# Oak dog crate



## Joeb41 (Jun 23, 2012)

Our little dog likes to sleep in his crate in our bedroom so rather than the wire crate I decided to build one of red oak that will double as a night table for my wife.

Under construction.








Finished project.









Moving in day.








The red oak was recycled from a local schoolhouse that was being renovated for commercial space. There are 42 mortise & tenons. The casters didn't come in yet so it's sitting on Rockler bench cookies. Finish is Zar early american stain and two coats of poly. Happy dog, happy wife, life is good!


----------



## cabinetman (Jul 5, 2007)

Nice looking crate...well done. I showed it to my wife, and she was very impressed. Wants ones for our German Shepherds, but our smallest is 90 lbs.









 







.


----------



## Dominick (May 2, 2011)

Nicely done. Pooch looks comfy.


----------



## Sorrowful Jones (Nov 28, 2010)

Very cool idea and nicely built!


----------



## bigben (Jul 21, 2012)

Nicely done, no wire box but a nice piece of furniture. I like the finish as well.

Makes me wish I could put a top on my kid's crib - he starting to climb out! Time to build a little bed...


----------



## rayking49 (Nov 6, 2011)

Great idea and good job on it.


----------



## calcnerd (Dec 7, 2012)

Very cool idea.
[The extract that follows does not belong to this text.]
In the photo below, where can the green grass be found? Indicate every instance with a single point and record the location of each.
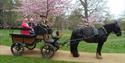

I may consider this as well. We have two labs.


----------



## GeorgeC (Jul 30, 2008)

That look good and will work well. At least as long as you do not have a dog that is a chewer.

George


----------



## Fastback (Sep 2, 2012)

Hi Joe,

I haven't been round much lately, but I did want to see your dog crate. It came out real nice. The dog must be real happy.

Regards, 

Paul


----------



## Toolmaann (Feb 21, 2011)

Nifty idea, and well executed!


----------



## ACP (Jan 24, 2009)

I have no idea how or why I missed this thread, but I think that is a brilliant idea for a kennel. I always see the big wire crates in peoples houses at work and they are eyesores. For those that need a kennel for their smaller dog I think this is awesome. You nailed the execution and finish too. Pup does look happy!


----------



## Eagleeye (Dec 3, 2011)

Good looking dog home. Nice idea and finish.


----------